1990 was a landmark year in the Junior Orange Bowl's history with the success of the festival's first-ever nighttime parade. Over 150,000 spectators attended this historic event. In 1993, a Pre-Parade show was added to the already exciting parade line-up.

1999 marked the emergence of the Cross Country Invitational, featuring some of South Florida's top middle and senior high school runners.

The 2016 festival season featured the inaugural Robotics Competition. The first Robotics Competition to be hosted in Miami-Dade County, where 101 teams and 500 participants were a part of the event.

The 2018 Festival is marked with the addition of a new International Soccer Cup. The International Soccer Cup will host soccer players ages 8–18 from local, national, and international club teams to compete in this inaugural event.

The 2018 Festival Season is the 70th Anniversary of the Junior Orange Bowl. Currently, a focus is on developing educational and developmental opportunities for the students and athletes in the South Florida community.
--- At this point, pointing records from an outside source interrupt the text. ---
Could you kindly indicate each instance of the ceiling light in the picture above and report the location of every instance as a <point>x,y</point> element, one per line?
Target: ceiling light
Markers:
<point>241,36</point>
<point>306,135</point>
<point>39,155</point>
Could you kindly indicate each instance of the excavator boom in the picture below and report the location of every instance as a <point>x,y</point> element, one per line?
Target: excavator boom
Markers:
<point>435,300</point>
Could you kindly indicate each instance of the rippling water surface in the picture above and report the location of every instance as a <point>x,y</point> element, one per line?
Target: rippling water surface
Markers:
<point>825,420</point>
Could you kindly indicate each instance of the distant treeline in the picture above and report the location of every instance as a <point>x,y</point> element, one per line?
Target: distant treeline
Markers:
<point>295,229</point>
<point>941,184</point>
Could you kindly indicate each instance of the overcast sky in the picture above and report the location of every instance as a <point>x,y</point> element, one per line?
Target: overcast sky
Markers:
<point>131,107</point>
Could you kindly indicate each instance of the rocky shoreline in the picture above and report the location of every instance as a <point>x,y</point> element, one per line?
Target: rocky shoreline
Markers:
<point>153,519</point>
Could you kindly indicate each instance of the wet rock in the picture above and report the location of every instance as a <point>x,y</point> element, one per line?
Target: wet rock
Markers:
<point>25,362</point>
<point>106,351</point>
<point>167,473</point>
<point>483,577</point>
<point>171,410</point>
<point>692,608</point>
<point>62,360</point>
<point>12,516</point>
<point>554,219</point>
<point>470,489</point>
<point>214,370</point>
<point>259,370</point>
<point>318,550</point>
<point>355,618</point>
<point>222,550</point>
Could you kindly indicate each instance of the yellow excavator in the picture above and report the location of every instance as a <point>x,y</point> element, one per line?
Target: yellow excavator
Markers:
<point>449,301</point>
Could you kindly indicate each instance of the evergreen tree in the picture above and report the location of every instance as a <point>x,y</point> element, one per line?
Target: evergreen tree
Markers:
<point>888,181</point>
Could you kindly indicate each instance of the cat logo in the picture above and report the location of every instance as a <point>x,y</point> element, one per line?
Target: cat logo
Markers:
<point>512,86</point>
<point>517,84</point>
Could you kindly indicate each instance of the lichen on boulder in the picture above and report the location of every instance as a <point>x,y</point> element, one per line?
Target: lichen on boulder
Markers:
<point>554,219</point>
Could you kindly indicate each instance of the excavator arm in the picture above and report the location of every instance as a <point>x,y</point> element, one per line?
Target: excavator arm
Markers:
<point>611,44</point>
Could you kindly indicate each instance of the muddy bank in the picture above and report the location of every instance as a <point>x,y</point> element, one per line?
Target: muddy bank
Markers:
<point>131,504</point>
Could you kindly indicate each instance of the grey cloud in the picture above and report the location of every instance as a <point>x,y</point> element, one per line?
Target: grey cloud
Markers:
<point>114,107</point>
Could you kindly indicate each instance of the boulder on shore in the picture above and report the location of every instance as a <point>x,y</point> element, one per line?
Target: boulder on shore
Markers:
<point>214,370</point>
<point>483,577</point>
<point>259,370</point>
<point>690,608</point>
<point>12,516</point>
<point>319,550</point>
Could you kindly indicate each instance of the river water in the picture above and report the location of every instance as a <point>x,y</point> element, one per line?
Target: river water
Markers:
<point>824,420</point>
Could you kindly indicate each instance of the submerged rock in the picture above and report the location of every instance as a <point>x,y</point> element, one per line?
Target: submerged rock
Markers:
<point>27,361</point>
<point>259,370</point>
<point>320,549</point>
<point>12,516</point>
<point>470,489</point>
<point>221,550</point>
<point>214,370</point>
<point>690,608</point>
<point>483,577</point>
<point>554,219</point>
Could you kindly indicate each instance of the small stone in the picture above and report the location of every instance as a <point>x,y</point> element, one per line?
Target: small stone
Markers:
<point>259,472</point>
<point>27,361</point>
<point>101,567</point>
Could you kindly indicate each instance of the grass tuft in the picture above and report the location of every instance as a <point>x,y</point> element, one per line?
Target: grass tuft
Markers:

==Notable Junior Orange Bowl participants==

The following sports players and well-known community leaders have participated in Junior Orange Bowl events according to the organization's website:

- Chris Evert (USA) – 1967 Junior Orange Bowl International Tennis Champion, Former WTA World No. 1, 18 Grand Slam championships, inducted into the International Tennis Hall of Fame in 1995.
- Steffi Graf (GER) – 1981 Junior Orange Bowl International Tennis Champion, Former WTA World No. 1, 22 Grand Slam championships, inducted into the International Tennis Hall of Fame in 2004.
- Monica Seles (USA) - 1985 Junior Orange Bowl International Tennis Champion, Former WTA World No. 1, 9 Grand Slam championships, inducted into the International Hall of Fame in 2009.
- Bubba Watson (USA) – 2012 Masters Champion
- Jonathan Vilma – Junior Orange Bowl Basketball Participant, 11-year NFL Veteran, Three NFL Pro Bowls, Super Bowl XLIV Champion.
- Jimmy Connors (USA) – 1964 Junior Orange Bowl International Tennis Champion, Former ATP World No. 1, eight Grand Slam Championships, inducted into the International Tennis Hall of Fame in 1998.
- Andy Roddick (USA) – Former ATP World No.1, 2003 U.S. Open Champion.
- Lexi Thompson (USA) – 2010 Junior Orange Bowl International Golf Champion – Youngest woman to ever win an LPGA event.
- Kim Clijsters (BEL) – Former WTA World No.1, four Grand Slam championships
- Juan Martin del Potro (ARG) – 2002 Junior Orange Bowl International Tennis Champion, 2009 U.S. Open Champion
- Jose Maria Olazabal (ESP) – 1994 and 1999 Masters Champion
- Justine Henin (BEL) – 1996 Junior Orange Bowl International Tennis Champion, Former WTA World No.1, seven Grand Slam championships
- Caroline Wozniacki (DEN) – Former WTA World No.1
- Andy North (USA) – Two USGA U.S. Open championships
- Robin Soderling (SWE) – 10 career ATP titles
- Hal Sutton (USA) – 1984 PGA Championship winner, 14 PGA Tour victories
- Mark Calcavecchia (USA) – 1989 British Open champion, 30 PGA Tour victories.
- Jennifer Capriati (USA) – 1987 Junior Orange Bowl International Tennis Champion, former WTA world No. 1, three Grand Slam championships.
- Gabriela Sabatini (ARG) – 1983 Junior Orange Bowl International Tennis Runner-Up, 1990 U.S. Open Champion, Inducted to International Tennis Hall of Fame in 2006.
- Tommy Haas (GER/USA) – 1992 Junior Orange Bowl International Tennis Champion, 14 ATP Titles.

==Mission statement==
The Junior Orange Bowl serves the South Florida community and the youth of the world by providing wholesome, competitive, and multicultural experiences.